Whatever the outcome, the LDP appears to be on the road to becoming a rump party comprised of an alliance between nationalist hawks and party stalwarts longing to break open the bank.

Even in his retirement, Mr. Koizumi retains his flare for the dramatic, in the process wrecking Mr. Aso's long-awaited opening night.

3 comments:

mike thies said...

I hope you're right. The unwieldy alliance of reformers and "dinosaurs" within the LDP can't be sustained, and the only real question is/was who would leave whom. I suppose it makes most sense for the reformers to go and start anew, and for the dinosaurs to go down with the LDP label.

I'm hoping that the reformers split off before the election, and maybe try to get like-minded folk in the DPJ to join them. But even if it takes another election cycle, I don't see either the LDP or the DPJ holding together for much longer.

Anonymous said...

While there is weakening and ordered chaos within the LDP, I would argue that is nothing new. I do not think that the Koizumi camp is ready to bolt, and I certainly do not think the end is nigh for the LDP.

The election will result in a weakened LDP, more political chaos, and perhaps an incentive for temporary cooperation between LDP and DPJ.

Your continuous beating of the drum that the LDP's days are over as the governing party are not convincing to me, though I personally despise the politics of Aso and would almost prefer Ozawa. Almost.

Tobias Samuel Harris said...

Mike,

I hope I'm right too. But I just don't know. The initial polls — see my latest post — suggest that Aso is not in and of himself a game changer. The voters are not entirely convinced that Aso is capable of delivering what they want, which is an opening for the DPJ.

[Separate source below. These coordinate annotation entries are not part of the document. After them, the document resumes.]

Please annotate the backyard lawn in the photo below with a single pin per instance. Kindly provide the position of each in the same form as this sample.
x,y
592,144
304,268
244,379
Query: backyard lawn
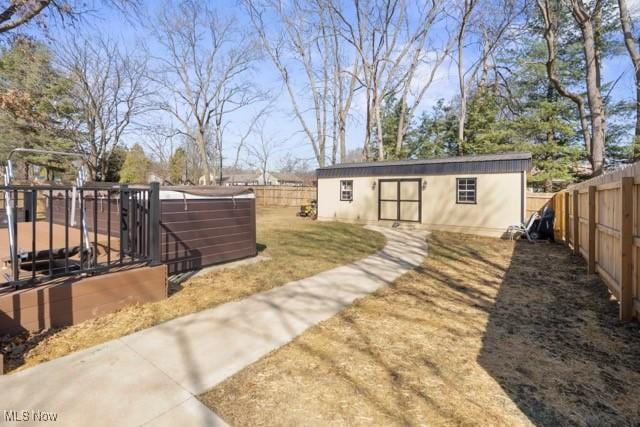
x,y
485,332
296,248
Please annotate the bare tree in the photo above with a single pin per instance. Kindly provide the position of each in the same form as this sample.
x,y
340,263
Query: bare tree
x,y
110,91
203,74
16,13
488,22
591,122
631,43
262,149
390,39
306,38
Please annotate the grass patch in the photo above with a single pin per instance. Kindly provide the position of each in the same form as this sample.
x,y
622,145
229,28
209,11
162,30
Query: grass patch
x,y
297,248
485,332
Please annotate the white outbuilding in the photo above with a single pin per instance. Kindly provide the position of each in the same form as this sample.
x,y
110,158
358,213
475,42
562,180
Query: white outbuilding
x,y
482,194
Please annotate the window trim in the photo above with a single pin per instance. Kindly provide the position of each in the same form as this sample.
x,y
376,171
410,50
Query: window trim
x,y
475,191
342,199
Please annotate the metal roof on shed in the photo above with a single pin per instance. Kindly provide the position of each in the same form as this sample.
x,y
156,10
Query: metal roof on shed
x,y
490,163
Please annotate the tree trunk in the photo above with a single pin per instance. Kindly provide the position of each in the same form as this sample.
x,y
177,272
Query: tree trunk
x,y
594,98
462,88
200,140
634,54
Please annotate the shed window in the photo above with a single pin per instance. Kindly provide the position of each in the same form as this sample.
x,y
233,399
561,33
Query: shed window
x,y
466,190
346,190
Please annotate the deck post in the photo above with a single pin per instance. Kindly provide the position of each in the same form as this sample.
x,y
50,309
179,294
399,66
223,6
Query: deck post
x,y
592,230
576,223
626,249
154,223
124,220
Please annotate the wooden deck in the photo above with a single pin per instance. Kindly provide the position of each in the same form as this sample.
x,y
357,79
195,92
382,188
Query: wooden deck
x,y
24,239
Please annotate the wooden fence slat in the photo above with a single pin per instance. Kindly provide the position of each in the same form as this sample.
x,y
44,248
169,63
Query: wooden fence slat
x,y
626,249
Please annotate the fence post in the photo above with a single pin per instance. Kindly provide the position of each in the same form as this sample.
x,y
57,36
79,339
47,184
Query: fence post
x,y
566,217
154,223
626,249
576,223
124,220
592,230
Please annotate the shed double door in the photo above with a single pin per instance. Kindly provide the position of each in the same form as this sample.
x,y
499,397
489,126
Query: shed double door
x,y
400,200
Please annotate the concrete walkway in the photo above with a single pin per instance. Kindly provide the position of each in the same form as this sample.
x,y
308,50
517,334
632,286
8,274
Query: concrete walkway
x,y
152,377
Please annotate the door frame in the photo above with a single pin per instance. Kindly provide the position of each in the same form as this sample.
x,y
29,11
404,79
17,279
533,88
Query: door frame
x,y
399,200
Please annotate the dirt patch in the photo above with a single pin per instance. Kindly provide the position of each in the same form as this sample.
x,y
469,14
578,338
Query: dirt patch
x,y
296,248
485,332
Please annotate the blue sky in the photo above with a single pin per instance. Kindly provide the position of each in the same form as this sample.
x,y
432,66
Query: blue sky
x,y
282,125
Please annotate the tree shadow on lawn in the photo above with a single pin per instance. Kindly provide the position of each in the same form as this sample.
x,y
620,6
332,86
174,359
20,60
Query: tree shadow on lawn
x,y
484,332
555,345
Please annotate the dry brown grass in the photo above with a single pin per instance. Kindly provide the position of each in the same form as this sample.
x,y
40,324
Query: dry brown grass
x,y
486,332
297,248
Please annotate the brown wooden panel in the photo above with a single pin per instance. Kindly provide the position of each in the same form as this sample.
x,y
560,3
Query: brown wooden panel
x,y
209,232
203,224
204,251
205,205
170,243
197,234
68,302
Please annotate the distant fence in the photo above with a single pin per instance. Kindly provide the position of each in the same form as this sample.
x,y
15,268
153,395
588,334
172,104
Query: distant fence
x,y
282,195
600,220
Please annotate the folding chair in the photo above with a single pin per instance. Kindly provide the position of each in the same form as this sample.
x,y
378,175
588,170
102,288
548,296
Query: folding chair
x,y
523,228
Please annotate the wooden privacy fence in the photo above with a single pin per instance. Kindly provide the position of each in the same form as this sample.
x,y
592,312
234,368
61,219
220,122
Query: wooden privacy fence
x,y
600,220
281,195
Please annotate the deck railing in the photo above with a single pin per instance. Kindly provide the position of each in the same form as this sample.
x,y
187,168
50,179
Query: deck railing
x,y
60,230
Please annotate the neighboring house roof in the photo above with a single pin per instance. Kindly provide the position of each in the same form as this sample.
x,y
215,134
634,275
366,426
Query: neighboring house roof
x,y
490,163
287,176
242,177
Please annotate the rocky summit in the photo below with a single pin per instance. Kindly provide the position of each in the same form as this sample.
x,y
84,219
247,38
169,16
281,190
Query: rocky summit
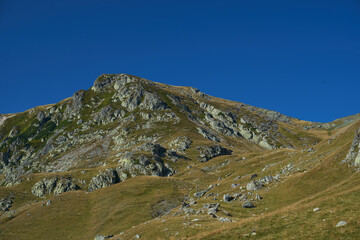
x,y
131,158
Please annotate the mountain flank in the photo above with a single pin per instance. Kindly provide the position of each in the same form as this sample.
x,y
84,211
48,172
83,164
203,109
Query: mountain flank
x,y
131,158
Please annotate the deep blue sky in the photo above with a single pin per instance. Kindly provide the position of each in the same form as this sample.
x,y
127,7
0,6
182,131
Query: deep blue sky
x,y
298,57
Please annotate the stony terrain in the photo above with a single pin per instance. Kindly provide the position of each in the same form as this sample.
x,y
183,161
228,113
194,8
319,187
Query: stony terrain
x,y
131,158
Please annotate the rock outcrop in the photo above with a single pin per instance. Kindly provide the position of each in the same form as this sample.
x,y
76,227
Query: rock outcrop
x,y
209,152
55,185
354,154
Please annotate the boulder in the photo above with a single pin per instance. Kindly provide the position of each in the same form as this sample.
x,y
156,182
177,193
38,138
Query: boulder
x,y
54,185
5,204
103,179
254,186
341,223
248,205
209,152
227,197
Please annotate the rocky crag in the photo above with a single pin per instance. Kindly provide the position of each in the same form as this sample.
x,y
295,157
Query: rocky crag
x,y
219,153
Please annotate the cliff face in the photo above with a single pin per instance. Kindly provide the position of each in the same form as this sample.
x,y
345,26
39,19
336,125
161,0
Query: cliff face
x,y
125,127
118,115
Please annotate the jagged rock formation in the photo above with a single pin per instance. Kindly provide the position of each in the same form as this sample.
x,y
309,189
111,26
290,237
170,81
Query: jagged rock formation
x,y
53,185
191,147
354,153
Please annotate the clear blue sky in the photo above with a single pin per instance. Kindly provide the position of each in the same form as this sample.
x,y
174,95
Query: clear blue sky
x,y
298,57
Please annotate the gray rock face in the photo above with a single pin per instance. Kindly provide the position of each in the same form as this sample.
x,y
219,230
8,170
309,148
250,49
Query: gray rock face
x,y
209,152
211,208
104,179
248,205
341,223
224,220
5,204
227,197
152,102
181,144
106,81
163,207
64,185
101,237
53,185
74,106
354,153
206,134
266,179
254,185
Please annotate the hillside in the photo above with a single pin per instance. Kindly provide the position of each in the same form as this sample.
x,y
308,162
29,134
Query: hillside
x,y
131,158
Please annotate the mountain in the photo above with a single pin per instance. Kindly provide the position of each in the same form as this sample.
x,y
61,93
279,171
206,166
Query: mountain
x,y
131,158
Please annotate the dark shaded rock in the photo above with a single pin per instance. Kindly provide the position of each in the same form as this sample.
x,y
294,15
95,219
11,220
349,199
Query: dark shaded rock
x,y
227,198
5,204
163,207
209,152
254,186
65,185
104,179
74,106
206,134
248,205
253,176
53,185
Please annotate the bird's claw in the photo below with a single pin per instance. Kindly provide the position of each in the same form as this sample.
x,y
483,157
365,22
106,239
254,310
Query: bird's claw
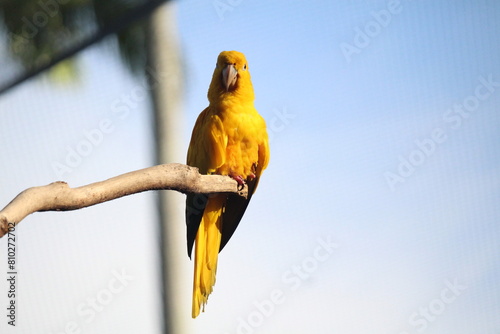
x,y
241,181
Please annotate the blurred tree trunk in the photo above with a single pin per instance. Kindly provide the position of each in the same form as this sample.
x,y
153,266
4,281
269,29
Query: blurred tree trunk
x,y
164,69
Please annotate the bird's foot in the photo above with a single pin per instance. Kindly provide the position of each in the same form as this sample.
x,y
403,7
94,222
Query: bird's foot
x,y
241,181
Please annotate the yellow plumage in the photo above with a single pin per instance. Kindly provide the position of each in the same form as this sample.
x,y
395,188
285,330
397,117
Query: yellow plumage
x,y
229,138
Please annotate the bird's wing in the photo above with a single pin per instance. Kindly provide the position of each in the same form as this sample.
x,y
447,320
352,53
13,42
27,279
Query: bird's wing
x,y
235,204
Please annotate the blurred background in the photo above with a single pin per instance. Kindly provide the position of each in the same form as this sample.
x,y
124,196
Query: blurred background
x,y
378,212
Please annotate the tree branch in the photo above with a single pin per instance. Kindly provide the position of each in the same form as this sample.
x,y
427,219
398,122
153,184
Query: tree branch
x,y
58,196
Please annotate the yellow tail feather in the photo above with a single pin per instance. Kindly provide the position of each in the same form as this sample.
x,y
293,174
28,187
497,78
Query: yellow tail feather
x,y
206,252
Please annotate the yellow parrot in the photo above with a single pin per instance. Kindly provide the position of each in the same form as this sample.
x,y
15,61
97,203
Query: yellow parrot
x,y
229,138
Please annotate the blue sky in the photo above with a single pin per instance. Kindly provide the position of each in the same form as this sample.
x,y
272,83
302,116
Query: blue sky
x,y
340,125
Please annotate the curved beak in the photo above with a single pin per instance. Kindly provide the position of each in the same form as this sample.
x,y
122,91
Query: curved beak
x,y
229,76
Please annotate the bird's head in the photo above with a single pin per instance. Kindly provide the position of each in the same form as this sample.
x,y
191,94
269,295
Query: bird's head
x,y
231,77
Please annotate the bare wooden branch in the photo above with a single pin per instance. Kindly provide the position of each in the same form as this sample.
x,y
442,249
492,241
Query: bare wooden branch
x,y
58,196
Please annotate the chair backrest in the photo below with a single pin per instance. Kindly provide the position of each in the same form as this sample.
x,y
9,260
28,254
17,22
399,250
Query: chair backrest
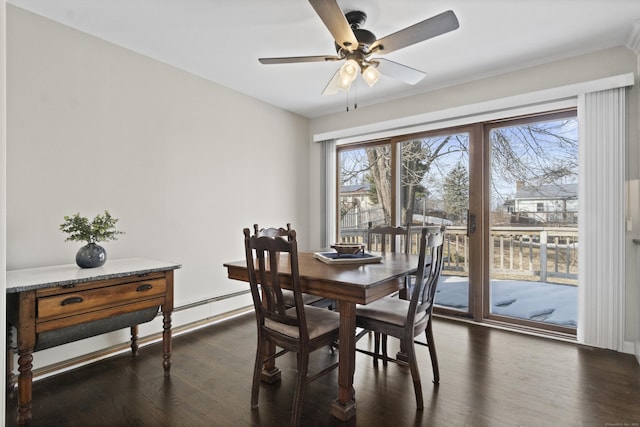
x,y
427,275
377,238
268,252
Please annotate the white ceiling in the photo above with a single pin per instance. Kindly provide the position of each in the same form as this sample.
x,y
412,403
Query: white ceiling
x,y
221,40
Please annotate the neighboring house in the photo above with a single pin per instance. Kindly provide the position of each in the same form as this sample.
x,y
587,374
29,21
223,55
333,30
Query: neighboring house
x,y
356,209
549,204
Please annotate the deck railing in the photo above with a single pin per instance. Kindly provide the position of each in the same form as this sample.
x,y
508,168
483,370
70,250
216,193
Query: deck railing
x,y
546,254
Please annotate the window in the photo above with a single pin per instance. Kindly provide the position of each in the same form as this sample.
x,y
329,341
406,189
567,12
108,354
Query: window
x,y
501,188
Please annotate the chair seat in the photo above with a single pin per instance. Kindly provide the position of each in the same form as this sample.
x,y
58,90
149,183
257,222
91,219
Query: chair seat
x,y
320,321
389,310
306,298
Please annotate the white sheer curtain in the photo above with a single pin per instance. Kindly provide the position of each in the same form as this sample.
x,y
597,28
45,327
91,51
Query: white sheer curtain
x,y
601,223
328,192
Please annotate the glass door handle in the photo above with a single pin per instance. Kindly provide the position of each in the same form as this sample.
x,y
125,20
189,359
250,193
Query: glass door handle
x,y
471,223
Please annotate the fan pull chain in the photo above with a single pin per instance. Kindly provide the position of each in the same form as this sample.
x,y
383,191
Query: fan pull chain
x,y
355,96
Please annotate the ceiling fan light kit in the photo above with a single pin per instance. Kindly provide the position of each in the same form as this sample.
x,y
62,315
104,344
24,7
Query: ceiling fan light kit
x,y
356,45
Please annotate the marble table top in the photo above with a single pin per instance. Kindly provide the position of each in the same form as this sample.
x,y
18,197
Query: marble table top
x,y
68,274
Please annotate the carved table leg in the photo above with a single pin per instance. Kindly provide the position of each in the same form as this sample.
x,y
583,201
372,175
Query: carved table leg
x,y
344,407
10,377
24,386
166,342
134,340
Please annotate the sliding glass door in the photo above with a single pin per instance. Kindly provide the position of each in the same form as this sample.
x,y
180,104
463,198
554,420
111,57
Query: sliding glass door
x,y
533,236
506,192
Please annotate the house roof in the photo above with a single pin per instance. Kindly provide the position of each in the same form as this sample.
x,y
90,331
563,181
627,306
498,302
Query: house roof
x,y
356,188
553,191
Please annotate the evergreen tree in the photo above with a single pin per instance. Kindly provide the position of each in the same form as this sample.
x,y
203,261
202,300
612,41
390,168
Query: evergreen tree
x,y
456,192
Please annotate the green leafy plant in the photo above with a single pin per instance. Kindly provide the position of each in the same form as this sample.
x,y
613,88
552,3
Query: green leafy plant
x,y
80,229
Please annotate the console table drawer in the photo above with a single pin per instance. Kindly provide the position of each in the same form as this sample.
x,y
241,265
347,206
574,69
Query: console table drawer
x,y
85,301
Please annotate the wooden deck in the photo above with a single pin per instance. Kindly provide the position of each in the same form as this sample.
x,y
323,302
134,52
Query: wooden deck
x,y
489,377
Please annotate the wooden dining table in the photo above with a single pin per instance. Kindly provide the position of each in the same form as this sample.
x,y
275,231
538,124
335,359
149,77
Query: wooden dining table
x,y
348,284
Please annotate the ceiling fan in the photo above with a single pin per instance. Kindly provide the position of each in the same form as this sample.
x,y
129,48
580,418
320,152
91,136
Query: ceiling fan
x,y
355,46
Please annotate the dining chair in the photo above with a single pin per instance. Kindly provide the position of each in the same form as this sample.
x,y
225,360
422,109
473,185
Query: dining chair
x,y
380,238
288,295
406,319
301,329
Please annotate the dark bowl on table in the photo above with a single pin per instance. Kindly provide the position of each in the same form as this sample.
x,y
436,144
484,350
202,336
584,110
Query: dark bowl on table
x,y
348,248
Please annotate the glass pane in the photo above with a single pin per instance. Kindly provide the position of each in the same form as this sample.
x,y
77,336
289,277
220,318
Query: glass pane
x,y
365,190
534,222
435,190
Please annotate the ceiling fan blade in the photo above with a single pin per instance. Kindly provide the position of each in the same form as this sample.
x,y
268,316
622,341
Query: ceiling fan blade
x,y
399,72
332,87
295,59
432,27
336,23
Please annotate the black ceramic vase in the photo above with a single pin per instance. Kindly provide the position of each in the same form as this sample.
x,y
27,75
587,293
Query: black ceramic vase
x,y
91,255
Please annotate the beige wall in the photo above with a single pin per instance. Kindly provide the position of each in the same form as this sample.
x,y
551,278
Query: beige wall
x,y
92,126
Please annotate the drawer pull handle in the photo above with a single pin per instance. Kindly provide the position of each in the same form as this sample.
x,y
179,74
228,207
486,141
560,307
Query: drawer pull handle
x,y
72,300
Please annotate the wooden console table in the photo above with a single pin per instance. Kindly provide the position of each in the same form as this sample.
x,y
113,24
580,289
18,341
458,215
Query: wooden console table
x,y
50,306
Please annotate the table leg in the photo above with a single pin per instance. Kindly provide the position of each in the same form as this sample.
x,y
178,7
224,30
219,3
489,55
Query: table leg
x,y
404,294
25,379
344,407
10,377
167,308
134,340
166,342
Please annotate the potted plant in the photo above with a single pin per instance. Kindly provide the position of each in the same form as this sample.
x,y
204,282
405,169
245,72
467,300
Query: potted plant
x,y
101,229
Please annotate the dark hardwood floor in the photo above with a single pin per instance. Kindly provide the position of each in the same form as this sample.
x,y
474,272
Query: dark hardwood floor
x,y
489,377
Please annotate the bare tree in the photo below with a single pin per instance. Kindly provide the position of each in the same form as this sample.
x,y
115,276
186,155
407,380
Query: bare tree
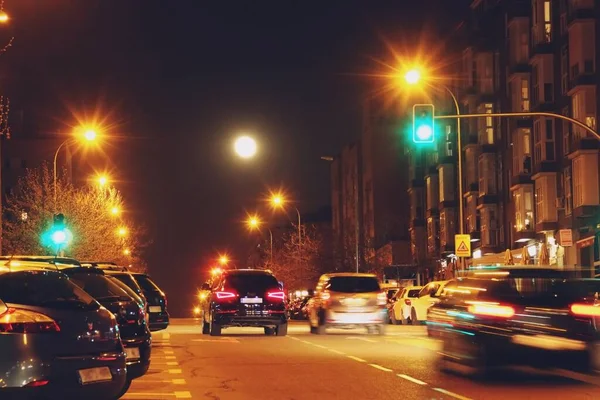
x,y
29,213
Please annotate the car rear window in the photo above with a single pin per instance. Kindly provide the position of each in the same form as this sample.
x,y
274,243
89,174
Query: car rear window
x,y
146,283
99,286
251,282
43,289
128,280
353,284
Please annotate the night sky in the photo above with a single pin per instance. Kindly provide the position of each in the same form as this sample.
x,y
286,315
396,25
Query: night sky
x,y
179,79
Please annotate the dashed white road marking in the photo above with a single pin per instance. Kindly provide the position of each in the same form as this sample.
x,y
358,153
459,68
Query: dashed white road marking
x,y
356,359
413,380
456,396
379,367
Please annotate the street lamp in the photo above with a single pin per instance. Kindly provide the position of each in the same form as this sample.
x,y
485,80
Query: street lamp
x,y
89,135
245,147
277,201
253,222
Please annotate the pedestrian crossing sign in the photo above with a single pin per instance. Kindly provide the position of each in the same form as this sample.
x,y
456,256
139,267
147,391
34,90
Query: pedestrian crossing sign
x,y
462,245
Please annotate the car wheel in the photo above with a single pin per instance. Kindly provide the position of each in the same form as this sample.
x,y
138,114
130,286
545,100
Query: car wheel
x,y
124,389
269,331
281,330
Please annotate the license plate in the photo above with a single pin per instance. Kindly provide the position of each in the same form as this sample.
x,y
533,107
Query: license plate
x,y
132,352
251,300
91,375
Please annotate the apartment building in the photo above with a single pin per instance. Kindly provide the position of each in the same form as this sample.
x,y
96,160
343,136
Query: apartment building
x,y
526,180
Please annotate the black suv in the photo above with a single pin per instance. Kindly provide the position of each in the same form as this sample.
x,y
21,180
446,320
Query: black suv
x,y
245,297
534,317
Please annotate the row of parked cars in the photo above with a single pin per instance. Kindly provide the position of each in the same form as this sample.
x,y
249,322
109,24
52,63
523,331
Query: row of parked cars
x,y
71,329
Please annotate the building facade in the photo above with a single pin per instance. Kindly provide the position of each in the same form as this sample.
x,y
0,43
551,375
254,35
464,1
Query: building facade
x,y
528,181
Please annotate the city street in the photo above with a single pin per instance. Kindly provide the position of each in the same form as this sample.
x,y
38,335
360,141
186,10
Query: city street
x,y
245,364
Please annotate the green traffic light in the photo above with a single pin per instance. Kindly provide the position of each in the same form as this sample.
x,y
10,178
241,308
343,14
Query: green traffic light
x,y
423,124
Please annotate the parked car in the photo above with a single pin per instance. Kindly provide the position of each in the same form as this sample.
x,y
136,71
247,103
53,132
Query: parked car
x,y
130,315
57,341
245,297
157,302
428,296
348,300
401,306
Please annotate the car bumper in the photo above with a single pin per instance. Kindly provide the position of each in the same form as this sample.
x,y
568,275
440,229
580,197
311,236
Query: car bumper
x,y
236,320
61,374
138,366
158,321
356,318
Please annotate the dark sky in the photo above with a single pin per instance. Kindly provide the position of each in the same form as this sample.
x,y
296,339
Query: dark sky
x,y
180,78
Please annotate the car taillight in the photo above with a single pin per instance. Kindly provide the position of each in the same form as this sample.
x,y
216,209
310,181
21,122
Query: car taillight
x,y
381,298
225,295
277,295
492,310
585,310
15,320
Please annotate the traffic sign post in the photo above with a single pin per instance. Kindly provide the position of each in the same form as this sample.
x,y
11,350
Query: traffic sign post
x,y
462,245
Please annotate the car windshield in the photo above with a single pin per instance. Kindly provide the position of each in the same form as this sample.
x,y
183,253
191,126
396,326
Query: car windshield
x,y
251,282
44,289
353,284
99,286
146,283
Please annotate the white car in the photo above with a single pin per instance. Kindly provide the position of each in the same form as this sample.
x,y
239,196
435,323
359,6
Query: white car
x,y
400,310
428,296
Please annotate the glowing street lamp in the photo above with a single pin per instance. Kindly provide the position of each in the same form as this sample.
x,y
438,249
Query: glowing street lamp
x,y
245,147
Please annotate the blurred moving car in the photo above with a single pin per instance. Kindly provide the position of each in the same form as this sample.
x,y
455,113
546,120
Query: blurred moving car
x,y
348,300
56,340
401,306
245,297
535,317
130,316
157,302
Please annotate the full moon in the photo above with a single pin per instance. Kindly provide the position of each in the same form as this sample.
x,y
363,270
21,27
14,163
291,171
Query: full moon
x,y
245,147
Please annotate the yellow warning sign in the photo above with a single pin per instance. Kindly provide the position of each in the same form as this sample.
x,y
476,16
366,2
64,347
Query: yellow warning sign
x,y
462,245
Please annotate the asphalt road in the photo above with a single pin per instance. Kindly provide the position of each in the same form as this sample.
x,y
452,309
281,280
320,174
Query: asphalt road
x,y
245,364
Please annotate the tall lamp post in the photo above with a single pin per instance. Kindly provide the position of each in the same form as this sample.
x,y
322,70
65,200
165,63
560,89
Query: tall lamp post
x,y
89,135
253,222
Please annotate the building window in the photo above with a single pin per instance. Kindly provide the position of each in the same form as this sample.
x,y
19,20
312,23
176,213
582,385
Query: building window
x,y
523,201
539,199
564,69
566,132
568,191
487,174
547,21
524,95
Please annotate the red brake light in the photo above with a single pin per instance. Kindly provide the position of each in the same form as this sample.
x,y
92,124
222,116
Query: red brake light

But you're right, it may take at least another cycle before the partisan alignment is settled.


Anonymous,

It's possibly that the Koizumi camp won't bolt — the initial reaction seems mostly confusion.

But are they really so wedded to the LDP label that they can't conceive of splitting? What glory is there in being the neglected anti-mainstream, with little hope of reclaiming the LDP leadership?

Of course, on the other hand, the new polling also showed that the public is little interested in their policy agenda. So perhaps the reasoning is better a slave in the LDP's household than slaughtered by the voters alone.